Salto indietro all'inizio della turbo-settimana degli ordini esecutivi. Il 24 gennaio Trump diffonde via Twitter e Instagram la foto che lo ritrae a capotavola nel meeting con gli amministratori delegati dell'industria dell'automobile. "Together We Will Make America Great Again!" Incassa la garanzia dalla Ford che uno stabilimento nuovo verrà aperto nel Michigan anziché in Messico. "Voglio nuove fabbriche costruite qui per le auto vendute qui!" lancia un tweet successivo. Per i colletti blu del Michigan non conta il fatto che le fabbriche "salvate" da Trump pesino solo alcune migliaia di posti di lavoro. Pochi, maledetti e subito: c'è un presidente che convoca i chief executive, fa la voce grossa, e sta dalla "nostra" parte. Due giorni dopo torna sul tema a proposito del Nafta, il trattato firmato da Bill Clinton per il mercato unico nordamericano. Tweet del 26 gennaio: "Gli Usa hanno 60 miliardi di deficit commerciale col Messico. Fin dall'inizio il Nafta ha favorito solo loro"". Il 27 gennaio torna a martellare contro il Messico: "Si sono approfittati di noi troppo a lungo. Si cambia. SUBITO!". Così prepara l'affondo sul Muro. Nuovo rimprovero al Messico via Twitter: "Scarso aiuto sul confine- colabrodo". In seguito lascia che trapeli la sua telefonata col presidente Enrique Peña Nieto: "Tenete a bada i vostri delinquenti, o ci penseremo noi".

Minaccia di invasione militare? Di blitz dei commando americani oltreconfine?
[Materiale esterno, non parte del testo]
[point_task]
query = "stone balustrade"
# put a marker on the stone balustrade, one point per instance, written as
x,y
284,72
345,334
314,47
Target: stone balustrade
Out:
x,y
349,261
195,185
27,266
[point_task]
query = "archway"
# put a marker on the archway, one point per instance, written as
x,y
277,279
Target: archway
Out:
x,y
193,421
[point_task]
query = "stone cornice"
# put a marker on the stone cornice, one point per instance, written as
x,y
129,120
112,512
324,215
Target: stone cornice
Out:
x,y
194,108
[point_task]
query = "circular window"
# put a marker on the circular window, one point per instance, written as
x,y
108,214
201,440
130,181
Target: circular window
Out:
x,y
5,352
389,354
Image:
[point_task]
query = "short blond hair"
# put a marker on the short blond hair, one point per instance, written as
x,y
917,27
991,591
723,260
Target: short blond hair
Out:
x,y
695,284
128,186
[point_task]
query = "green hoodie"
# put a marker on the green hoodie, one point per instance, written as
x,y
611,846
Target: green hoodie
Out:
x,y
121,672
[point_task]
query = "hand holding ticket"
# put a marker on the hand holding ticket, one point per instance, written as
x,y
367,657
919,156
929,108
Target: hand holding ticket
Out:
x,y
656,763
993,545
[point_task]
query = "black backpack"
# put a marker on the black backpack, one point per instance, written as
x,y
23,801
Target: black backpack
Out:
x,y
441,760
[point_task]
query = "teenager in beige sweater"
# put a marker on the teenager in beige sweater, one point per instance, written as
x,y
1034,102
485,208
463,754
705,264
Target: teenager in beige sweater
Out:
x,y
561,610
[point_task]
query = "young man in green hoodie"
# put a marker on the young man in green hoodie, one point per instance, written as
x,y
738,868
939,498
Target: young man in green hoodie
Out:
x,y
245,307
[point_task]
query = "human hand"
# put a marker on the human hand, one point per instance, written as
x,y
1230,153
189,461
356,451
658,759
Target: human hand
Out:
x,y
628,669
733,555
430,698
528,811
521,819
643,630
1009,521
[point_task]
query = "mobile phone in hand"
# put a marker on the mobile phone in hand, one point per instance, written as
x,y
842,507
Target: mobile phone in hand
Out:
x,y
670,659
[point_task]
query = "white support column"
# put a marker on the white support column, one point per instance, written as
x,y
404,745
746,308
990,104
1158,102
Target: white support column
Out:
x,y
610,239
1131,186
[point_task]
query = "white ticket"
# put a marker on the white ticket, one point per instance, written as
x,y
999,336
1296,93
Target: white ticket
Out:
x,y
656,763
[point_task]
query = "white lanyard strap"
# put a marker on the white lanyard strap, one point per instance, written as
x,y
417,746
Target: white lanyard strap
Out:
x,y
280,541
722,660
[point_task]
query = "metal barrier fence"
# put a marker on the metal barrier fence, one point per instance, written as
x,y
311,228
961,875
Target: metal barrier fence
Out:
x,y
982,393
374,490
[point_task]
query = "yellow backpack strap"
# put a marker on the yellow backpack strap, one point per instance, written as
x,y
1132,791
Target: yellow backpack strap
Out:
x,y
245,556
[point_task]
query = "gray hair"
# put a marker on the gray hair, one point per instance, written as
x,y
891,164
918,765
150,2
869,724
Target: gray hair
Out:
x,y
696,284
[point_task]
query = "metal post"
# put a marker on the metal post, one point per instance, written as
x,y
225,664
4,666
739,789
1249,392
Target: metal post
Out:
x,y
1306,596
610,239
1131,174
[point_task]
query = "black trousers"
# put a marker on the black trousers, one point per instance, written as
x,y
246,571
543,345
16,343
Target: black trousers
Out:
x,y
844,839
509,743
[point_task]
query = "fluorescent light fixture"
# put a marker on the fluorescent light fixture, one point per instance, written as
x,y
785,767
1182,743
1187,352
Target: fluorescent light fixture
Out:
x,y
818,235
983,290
L'establishment diplomatico, gli ambasciatori "obiettori di coscienza", i media del mondo intero sono sdegnati per l'offesa alla sovranità del vicino. Ma noi stessi quante volte abbiamo pubblicato articoli di Roberto Saviano sulla potenza dei narcos messicani, la loro impunità, le gravi connivenze nell'esercito e nella polizia locali? Trump ne trae le conseguenze. E per sottolineare la differenza con la sinistra politically correct, ecco uno dei suoi temi favoriti, in un tweet del 24 gennaio: "Se Chicago non blocca l'orrenda carneficina, 228 sparatorie e 42 morti dall'inizio dell'anno, mando i federali". Roccaforte democratica, la città di Barack Obama è il simbolo delle ricette fallimentari della sinistra tollerante e lassista. Law and Order trionferanno con Trump.